Despite Afghan complaints that the Pakistani intelligence service renders aid to the Taliban and other militants, and that Pakistanis were involved in the assassination of Rabbani, the Karzai government wants Pakistan involved in any peace talks. In particular, Afghan officials acknowledge that Pakistani government support is needed to induce the Afghan Taliban to end its insurgency since the Afghan Taliban use Pakistani territory as their main base of operations. In addition, the Pakistani authorities have in the past arrested Afghan Taliban members who seemed inclined to negotiate with the Kabul government independently rather than through Pakistani-approved channels.
The State of the Taliban report’s release has therefore deepened mutual suspicions, with NATO governments newly irritated at Pakistani government assistance to the Afghan Taliban and with Pakistani officials see the release as designed to prevent an Afghan-Pakistan reconciliation and make it easier for Washington to negotiate a separate peace with the Afghan Taliban.
During the past year, U.S and Taliban representatives have been holding “talks about talks,” seeking to determine under what conditions to begin more formal negotiations in Qatar. Neither Afghan nor Pakistani government representatives have joined these sessions, and they now fear being marginalized in future rounds of peace talks.
After calling the report “frivolous,” Foreign Ministry spokesperson Abdul Basit declared that: “We are committed to non-interference in Afghanistan and expect all other states to strictly adhere to this principle. We are also committed to an Afghan-led and Afghan-owned reconciliation process.”

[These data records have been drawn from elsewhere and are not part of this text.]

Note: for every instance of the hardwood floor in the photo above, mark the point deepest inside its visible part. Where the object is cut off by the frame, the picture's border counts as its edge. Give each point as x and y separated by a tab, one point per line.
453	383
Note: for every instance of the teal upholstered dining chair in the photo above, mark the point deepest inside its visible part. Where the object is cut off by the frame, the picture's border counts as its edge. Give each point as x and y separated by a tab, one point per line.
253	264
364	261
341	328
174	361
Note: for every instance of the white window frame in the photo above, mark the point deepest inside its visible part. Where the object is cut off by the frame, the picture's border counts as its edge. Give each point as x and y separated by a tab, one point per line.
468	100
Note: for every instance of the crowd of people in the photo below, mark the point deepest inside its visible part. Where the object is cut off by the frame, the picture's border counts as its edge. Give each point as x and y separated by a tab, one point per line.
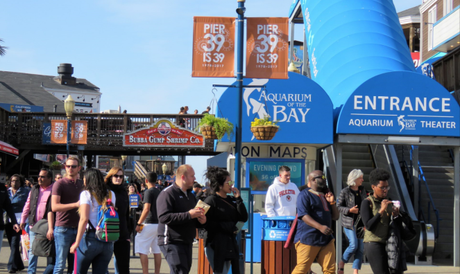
171	222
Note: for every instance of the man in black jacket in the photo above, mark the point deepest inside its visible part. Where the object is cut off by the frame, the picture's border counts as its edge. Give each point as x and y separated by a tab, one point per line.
178	219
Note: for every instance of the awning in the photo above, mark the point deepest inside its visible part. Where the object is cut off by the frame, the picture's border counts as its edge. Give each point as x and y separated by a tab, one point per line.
5	147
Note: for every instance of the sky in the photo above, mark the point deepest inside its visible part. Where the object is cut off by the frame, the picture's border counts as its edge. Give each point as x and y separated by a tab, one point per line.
138	52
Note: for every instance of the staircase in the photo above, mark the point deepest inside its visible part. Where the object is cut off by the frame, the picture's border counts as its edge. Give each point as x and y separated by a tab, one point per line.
438	170
437	166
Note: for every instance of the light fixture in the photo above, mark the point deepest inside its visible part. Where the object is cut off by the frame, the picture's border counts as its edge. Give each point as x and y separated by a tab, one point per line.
403	140
69	105
293	68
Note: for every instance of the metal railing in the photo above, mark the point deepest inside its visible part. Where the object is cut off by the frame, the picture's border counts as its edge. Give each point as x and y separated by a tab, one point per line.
421	178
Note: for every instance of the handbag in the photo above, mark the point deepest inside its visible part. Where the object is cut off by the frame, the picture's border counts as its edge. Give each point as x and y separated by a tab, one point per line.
359	227
290	240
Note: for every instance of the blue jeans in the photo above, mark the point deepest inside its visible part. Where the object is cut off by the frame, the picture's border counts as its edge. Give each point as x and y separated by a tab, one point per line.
93	252
64	237
32	269
356	247
210	255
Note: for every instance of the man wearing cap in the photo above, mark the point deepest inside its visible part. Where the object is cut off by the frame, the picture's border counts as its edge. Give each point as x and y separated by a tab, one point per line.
314	240
281	199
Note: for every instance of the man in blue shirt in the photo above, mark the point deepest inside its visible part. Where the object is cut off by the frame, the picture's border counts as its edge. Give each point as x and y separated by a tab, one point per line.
314	238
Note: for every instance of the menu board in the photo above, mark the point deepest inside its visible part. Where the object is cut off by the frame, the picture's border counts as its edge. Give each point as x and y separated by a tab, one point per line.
260	173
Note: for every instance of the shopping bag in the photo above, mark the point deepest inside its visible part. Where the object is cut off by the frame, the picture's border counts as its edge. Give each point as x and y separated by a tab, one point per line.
25	243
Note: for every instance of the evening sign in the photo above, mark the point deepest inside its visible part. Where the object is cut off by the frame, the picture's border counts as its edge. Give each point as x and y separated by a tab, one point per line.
163	134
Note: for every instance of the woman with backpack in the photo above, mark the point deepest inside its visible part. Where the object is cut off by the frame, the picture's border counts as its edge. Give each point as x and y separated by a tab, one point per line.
115	181
88	248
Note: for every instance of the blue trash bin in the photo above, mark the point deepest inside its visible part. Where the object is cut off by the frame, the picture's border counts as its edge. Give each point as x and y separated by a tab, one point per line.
276	228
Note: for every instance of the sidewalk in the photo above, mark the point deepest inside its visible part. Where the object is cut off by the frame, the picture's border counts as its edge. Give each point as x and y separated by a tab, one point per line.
137	269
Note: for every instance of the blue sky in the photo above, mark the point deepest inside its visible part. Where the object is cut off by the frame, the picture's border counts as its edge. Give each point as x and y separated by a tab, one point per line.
138	52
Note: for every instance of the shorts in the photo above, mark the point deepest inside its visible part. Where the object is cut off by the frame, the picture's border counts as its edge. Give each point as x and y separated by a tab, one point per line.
147	240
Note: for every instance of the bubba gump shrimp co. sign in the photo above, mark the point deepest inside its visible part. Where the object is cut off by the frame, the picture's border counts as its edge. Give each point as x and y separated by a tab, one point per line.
163	134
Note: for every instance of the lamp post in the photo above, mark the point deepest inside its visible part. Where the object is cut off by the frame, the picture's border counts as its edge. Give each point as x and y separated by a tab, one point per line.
164	168
69	105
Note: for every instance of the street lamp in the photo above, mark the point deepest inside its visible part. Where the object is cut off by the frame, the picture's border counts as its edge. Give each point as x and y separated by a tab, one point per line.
164	168
69	105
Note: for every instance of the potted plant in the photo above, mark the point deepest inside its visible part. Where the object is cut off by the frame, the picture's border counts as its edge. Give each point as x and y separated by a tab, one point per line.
264	129
56	165
213	127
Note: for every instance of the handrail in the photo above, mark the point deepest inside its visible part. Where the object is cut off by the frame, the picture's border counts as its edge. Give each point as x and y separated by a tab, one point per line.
421	177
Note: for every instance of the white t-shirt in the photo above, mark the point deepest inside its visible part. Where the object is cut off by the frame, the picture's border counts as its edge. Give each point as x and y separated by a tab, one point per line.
86	198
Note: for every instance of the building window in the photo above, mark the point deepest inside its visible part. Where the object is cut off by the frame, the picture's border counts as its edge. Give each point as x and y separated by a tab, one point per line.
448	6
431	20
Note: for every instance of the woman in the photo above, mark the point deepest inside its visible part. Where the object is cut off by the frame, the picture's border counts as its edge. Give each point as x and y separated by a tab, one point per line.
89	249
121	248
376	212
18	194
225	212
350	199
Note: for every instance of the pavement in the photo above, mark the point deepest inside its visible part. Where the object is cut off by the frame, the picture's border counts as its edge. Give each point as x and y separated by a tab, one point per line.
136	268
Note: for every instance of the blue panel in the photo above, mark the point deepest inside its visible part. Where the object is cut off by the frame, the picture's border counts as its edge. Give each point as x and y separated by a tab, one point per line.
298	104
350	42
400	103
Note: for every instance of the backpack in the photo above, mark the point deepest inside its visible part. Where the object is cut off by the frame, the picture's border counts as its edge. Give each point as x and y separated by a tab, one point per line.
108	224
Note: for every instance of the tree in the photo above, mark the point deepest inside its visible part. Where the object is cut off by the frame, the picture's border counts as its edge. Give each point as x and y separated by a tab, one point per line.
2	49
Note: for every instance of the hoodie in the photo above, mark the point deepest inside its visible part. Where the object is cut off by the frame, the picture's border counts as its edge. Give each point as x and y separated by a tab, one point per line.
281	199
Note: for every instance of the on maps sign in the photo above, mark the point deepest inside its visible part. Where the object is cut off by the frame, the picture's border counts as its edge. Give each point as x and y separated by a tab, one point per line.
400	103
163	134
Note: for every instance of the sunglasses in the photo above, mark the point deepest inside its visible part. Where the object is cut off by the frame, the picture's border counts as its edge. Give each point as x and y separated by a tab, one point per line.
320	177
384	187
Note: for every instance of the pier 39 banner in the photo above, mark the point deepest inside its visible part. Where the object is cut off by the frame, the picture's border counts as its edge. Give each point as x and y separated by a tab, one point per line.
213	47
400	103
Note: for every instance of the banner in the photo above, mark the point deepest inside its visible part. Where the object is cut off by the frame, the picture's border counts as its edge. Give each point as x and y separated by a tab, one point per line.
267	48
213	47
163	134
79	132
58	131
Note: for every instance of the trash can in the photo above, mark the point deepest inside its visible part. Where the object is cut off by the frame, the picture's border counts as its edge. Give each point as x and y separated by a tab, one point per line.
203	264
275	258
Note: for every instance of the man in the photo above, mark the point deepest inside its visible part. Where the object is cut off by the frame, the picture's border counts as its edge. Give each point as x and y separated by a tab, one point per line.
35	209
65	202
281	199
178	219
314	239
147	237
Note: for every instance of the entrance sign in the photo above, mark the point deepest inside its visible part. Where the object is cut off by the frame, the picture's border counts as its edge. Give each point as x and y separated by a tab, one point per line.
267	48
400	103
163	134
301	107
79	132
213	47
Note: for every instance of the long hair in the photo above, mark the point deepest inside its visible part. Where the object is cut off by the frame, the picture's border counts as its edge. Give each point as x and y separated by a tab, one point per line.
113	171
21	179
95	184
216	177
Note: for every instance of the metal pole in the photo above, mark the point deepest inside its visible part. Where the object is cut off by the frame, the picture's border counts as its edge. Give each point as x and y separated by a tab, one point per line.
238	127
68	135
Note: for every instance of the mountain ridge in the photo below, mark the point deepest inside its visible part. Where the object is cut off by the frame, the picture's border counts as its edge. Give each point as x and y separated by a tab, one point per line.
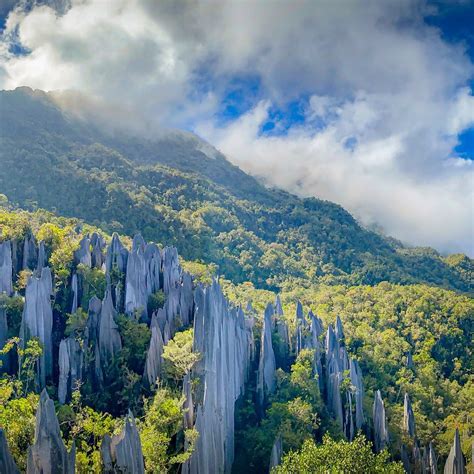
208	207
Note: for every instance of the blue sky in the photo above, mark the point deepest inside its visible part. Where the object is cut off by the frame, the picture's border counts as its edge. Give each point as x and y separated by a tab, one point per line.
365	103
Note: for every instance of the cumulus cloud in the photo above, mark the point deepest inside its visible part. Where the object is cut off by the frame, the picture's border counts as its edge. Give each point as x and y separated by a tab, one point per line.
384	96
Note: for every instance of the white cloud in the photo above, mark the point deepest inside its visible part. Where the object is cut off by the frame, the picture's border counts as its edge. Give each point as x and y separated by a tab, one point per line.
379	79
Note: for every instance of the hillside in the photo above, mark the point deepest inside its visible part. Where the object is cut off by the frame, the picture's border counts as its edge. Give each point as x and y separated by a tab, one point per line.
176	189
95	320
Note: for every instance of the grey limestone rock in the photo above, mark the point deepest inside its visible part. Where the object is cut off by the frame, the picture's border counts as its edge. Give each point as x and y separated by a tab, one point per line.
48	455
37	320
154	359
75	293
7	463
42	258
408	418
123	452
97	250
186	299
221	337
4	359
455	464
276	455
153	264
83	254
267	364
70	367
30	252
381	438
6	268
171	268
136	292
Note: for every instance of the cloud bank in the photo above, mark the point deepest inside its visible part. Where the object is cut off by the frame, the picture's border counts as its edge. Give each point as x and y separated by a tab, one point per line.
382	97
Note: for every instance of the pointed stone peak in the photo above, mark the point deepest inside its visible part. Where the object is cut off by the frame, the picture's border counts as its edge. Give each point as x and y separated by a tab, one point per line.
455	463
339	330
408	418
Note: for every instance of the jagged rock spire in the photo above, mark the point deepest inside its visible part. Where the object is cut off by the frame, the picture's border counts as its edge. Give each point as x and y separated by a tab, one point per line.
97	252
6	268
136	293
37	320
83	254
171	268
48	454
109	337
431	464
117	255
356	382
339	331
408	418
455	463
30	253
4	359
42	259
75	293
123	452
154	359
267	364
381	438
221	337
333	375
70	367
276	455
7	463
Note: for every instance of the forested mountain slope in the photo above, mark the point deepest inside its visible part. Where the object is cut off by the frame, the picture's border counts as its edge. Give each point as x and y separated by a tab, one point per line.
177	189
244	376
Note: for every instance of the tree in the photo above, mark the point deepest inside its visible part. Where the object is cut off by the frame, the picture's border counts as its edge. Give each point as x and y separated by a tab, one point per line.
162	423
338	456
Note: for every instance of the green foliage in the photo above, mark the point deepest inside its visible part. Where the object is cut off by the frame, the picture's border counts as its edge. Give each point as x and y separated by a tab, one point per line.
211	210
156	301
94	284
87	428
17	419
336	457
163	423
13	307
178	355
76	323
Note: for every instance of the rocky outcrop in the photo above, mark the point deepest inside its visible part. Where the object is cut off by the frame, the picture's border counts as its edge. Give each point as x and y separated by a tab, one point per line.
37	320
4	359
267	364
455	463
48	455
70	367
153	268
42	258
381	438
276	455
109	337
154	358
136	291
83	254
171	268
123	452
97	250
221	337
6	268
408	418
93	371
75	293
7	463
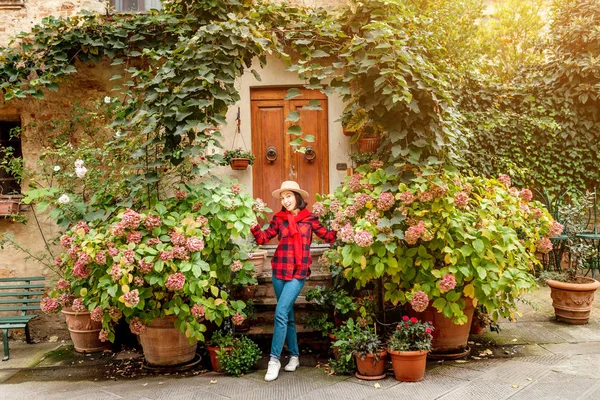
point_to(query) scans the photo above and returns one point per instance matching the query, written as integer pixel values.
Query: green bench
(18, 295)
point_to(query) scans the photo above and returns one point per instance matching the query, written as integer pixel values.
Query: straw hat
(292, 187)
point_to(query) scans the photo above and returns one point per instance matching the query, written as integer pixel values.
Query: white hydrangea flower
(64, 199)
(80, 172)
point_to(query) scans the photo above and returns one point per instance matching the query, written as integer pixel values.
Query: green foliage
(241, 358)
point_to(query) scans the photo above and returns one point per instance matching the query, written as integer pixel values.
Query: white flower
(80, 172)
(64, 199)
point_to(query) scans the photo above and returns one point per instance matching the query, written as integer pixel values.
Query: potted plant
(442, 242)
(408, 347)
(238, 159)
(572, 294)
(368, 352)
(240, 357)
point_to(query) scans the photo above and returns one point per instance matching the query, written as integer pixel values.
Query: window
(10, 157)
(135, 5)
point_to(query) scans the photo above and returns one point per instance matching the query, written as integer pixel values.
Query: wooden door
(269, 127)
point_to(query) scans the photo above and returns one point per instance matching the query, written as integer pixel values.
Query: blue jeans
(285, 326)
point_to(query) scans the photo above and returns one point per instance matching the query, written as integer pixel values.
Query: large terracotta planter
(409, 366)
(573, 301)
(370, 369)
(84, 332)
(165, 345)
(449, 339)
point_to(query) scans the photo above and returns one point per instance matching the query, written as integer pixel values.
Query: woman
(294, 226)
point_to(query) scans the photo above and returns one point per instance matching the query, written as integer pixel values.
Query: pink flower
(505, 179)
(97, 314)
(100, 257)
(237, 319)
(420, 301)
(131, 219)
(447, 283)
(363, 238)
(406, 197)
(461, 199)
(78, 306)
(175, 281)
(145, 267)
(236, 266)
(319, 209)
(66, 241)
(194, 244)
(103, 336)
(347, 233)
(526, 194)
(197, 311)
(136, 326)
(132, 298)
(63, 284)
(80, 270)
(555, 229)
(49, 305)
(152, 221)
(385, 201)
(544, 245)
(134, 237)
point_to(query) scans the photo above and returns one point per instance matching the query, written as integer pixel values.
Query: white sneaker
(292, 364)
(272, 370)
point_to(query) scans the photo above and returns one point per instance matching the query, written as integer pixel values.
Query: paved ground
(533, 358)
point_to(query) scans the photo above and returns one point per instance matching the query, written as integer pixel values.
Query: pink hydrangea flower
(194, 244)
(136, 326)
(461, 199)
(131, 219)
(420, 301)
(132, 297)
(97, 314)
(363, 238)
(544, 245)
(175, 281)
(447, 283)
(152, 221)
(49, 305)
(385, 201)
(197, 311)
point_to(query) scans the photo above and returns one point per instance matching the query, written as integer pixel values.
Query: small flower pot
(409, 366)
(239, 164)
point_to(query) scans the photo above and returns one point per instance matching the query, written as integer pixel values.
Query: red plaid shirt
(283, 259)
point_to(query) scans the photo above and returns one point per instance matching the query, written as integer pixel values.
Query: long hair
(300, 203)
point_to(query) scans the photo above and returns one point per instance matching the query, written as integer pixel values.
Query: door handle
(271, 154)
(310, 154)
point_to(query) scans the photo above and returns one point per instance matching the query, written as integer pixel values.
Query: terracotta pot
(573, 301)
(239, 163)
(409, 366)
(449, 339)
(214, 361)
(84, 332)
(258, 259)
(165, 345)
(368, 145)
(369, 367)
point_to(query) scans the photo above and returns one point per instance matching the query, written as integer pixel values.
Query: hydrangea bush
(436, 236)
(177, 258)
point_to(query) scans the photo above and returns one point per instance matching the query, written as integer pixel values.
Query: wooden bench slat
(17, 301)
(27, 278)
(15, 294)
(22, 308)
(32, 286)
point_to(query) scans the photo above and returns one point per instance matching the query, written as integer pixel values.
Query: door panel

The Pakistani government has endorsed efforts at reintegration and reconciliation in Afghanistan, but Pakistani authorities want to determine which insurgents will enter the negotiations and what terms they will accept. Pakistani officials will hedge against the possibility that the Taliban will regain control of some, if not all, of Afghanistan, by maintaining operational ties with the group, despite Afghan and U.S. complaints.
Following the report’s release, NATO took several steps to improve its position. NATO representatives stressed that the military balance was in their favor, and NATO governments stressed their determination to maintain some kind of operational presence even after 2014, and that they would continue to provide military and economic assistance to the Afghan government even after that date.
Ultimately, though, NATO will have to accept that this won’t be the last time it has to go into damage limitation mode. The reality is that this coming year is likely to see more mysterious media leaks – and other games – as the parties try to shape the psychology of the Afghan end game.